Extended Data Fig. 3: The graphical illustrations of the key components in BiomedGPT.
From: A generalist vision–language foundation model for diverse biomedical tasks

(a) Head-scale multi-head attention module in BiomedGPT. The trainable parameters γh is applied prior to the output projection for each head. (b) Instead of adding the absolute positional embedding Pi to the input embedding Ii (left), we compute the positional correlation and input correlation separately with different projection matrices and add them together in the self-attention module (right). (c) Graphical illustration of relative position bias.
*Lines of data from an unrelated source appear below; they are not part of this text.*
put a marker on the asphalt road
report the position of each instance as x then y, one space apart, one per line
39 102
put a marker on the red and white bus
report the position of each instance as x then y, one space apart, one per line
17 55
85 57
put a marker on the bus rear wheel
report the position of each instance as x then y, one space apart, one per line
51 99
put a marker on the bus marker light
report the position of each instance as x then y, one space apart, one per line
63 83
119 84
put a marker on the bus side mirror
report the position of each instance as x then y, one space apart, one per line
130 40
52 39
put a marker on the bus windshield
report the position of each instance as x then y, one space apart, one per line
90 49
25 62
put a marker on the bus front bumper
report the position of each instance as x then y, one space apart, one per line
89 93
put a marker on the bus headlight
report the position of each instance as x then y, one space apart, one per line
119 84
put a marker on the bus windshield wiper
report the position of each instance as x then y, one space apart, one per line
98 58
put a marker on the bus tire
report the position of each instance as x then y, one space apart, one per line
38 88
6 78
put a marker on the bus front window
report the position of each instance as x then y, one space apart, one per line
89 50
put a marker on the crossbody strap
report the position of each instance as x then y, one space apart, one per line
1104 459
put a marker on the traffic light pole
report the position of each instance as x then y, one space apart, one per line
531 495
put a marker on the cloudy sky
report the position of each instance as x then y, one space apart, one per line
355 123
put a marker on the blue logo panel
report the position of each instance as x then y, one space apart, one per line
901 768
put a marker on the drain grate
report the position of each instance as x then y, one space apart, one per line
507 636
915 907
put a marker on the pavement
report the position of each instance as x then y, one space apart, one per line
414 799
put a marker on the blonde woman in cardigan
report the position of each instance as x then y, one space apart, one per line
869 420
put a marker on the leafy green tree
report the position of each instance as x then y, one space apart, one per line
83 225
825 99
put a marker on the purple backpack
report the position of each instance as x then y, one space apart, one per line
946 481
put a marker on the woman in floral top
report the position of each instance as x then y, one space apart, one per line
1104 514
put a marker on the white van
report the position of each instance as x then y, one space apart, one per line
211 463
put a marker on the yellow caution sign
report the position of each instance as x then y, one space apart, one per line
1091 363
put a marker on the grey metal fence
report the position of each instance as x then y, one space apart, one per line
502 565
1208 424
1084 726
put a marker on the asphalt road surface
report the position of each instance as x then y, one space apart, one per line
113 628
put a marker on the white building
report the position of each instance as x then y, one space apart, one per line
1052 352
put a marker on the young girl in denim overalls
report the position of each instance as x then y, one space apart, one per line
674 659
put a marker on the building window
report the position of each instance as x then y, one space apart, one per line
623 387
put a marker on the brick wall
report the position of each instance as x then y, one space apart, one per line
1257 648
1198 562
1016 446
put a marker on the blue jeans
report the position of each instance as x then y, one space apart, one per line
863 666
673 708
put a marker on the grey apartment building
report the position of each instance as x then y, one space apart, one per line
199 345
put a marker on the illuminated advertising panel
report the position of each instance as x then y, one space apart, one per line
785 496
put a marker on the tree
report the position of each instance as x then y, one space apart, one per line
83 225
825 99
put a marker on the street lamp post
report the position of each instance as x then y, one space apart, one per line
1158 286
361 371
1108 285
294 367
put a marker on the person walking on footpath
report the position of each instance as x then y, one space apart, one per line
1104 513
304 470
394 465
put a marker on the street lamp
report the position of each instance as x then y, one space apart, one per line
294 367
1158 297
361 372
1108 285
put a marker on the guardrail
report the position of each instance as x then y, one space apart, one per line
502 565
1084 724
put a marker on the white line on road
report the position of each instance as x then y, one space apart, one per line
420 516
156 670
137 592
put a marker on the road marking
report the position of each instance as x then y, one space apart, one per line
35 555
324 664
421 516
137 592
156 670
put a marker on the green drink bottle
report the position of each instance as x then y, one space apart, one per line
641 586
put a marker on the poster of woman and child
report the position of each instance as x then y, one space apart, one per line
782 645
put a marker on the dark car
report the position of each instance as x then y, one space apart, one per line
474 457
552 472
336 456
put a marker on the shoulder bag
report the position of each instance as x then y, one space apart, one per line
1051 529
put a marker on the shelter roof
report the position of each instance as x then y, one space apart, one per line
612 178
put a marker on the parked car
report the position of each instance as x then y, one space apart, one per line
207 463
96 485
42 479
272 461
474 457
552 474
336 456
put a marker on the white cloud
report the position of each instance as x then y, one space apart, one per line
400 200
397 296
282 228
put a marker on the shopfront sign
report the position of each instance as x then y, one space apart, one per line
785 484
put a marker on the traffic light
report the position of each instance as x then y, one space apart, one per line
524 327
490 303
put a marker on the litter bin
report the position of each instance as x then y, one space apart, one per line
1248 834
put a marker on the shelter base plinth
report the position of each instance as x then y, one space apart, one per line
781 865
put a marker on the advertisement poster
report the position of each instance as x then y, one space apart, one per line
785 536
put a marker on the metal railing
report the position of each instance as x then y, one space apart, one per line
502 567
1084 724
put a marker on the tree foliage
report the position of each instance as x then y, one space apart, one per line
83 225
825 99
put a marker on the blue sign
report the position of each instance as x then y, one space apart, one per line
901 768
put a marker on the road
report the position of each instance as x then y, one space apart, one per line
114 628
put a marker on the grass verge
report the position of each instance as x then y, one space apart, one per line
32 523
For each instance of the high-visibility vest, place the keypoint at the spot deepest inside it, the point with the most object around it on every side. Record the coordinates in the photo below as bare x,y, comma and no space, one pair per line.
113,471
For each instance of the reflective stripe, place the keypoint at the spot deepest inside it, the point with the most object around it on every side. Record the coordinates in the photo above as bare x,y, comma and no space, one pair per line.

Such an inductive bias Bj-i is learnable parameter and can be viewed as the embedding of the relative position j−i, which is injected into the Query-Key product: \(\frac{1}{\sqrt{d}}({I}_{i}{W}^{\,Q})({P}_{i}{W}^{\,K})+{B}_{j-i}\), and shared in all layers. (d) An example of trie-based beam search: along the path across ‘Lipid’ and ‘breakdown’, BiomedGPT sets logits for all invalid tokens (‘mechanism’ and ‘pathway’) to −∞ when computing log-probabilities for the target token ‘in’. It is worth noting that trie-based search is also applied during the validation phase of the fine-tuning stage for acceleration (approximately 16× increase in speed in our experiments).